Binnen de faculteit bestaat reeds lichte angst dat vanaf volgend
jaar mogelijk tevéél mensen de overstap naar de
nieuwe masterfase willen maken, bekent Janssen voorzichtig. "Straks
zijn er geen onderzoekers meer over. Dat is natuurlijk niet de
bedoeling; er moet wel enige balans blijven tussen de beide richtingen."

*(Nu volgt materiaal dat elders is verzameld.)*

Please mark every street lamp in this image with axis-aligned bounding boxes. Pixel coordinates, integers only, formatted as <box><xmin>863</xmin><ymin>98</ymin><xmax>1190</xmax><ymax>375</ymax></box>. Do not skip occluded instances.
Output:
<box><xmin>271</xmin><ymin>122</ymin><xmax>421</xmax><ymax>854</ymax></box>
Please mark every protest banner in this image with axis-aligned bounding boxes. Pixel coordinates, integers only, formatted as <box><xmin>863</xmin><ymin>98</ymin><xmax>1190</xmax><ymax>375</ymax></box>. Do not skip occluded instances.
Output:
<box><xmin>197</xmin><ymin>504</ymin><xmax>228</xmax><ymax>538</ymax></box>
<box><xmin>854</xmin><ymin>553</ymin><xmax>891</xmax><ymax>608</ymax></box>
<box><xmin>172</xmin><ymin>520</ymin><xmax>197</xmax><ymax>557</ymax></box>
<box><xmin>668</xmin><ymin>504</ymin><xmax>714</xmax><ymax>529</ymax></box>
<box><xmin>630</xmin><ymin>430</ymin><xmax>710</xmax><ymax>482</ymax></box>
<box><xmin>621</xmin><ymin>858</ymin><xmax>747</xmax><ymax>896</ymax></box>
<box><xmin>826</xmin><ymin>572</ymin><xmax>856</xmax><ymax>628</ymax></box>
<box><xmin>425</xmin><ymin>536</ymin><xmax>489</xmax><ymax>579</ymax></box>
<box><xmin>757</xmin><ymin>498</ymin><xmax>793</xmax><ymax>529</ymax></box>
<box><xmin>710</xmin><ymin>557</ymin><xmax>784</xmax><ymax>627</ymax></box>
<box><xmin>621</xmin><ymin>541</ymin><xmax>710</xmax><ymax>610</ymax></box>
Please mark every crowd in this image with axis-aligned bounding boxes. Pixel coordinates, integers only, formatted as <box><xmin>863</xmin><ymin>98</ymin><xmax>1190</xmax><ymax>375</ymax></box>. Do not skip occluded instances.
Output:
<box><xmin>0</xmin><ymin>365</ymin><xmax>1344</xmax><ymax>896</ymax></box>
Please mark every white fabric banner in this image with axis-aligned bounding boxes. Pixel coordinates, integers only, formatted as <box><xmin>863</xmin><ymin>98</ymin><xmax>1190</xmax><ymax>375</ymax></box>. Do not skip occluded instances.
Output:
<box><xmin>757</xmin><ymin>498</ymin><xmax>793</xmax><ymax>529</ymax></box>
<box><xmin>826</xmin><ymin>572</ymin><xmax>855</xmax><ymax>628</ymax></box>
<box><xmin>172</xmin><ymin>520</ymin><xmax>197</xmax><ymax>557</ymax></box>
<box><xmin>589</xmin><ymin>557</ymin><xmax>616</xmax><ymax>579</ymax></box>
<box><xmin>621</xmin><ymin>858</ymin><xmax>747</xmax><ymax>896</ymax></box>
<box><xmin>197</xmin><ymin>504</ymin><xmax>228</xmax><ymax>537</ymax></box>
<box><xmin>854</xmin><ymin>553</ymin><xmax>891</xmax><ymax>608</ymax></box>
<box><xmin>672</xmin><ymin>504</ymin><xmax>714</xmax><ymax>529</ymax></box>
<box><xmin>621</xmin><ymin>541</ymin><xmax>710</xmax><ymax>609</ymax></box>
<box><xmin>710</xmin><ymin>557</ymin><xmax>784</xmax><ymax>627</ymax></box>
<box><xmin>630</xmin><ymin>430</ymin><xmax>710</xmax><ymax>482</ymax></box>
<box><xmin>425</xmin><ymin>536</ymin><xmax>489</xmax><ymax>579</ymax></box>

Hoe de faculteit dat evenwicht gaat bewaren, weet Janssen nog
niet. Het instellen van een numerus fixus voor de opleiding is,
als het aan de decaan ligt, geen optie: "Die maakt een studie
voor veel mensen juist alleen maar aantrekkelijker, zo blijkt
wel uit de praktijk. De instroom van studenten zal simpelweg geleidelijk
moeten gaan"./.
De illustraties op deze pagina's geven een beeld van een
mogelijke simulatie van een medische behandeling. Op de afbeeldingen
is (in lichtgrijs) een vernauwing in een ader in het been van
een patiënt te zien. Met behulp van simulatie kan een medisch
ingenieur voorspellen wat bijvoorbeeld het effect van een bepaalde
behandeling op iemands bloeddruk is. De specialist kan op grond
van die voorspellingen de verschillende uitkomsten tegen elkaar
afwegen en besluiten welke ingreep of behandeling de beste is.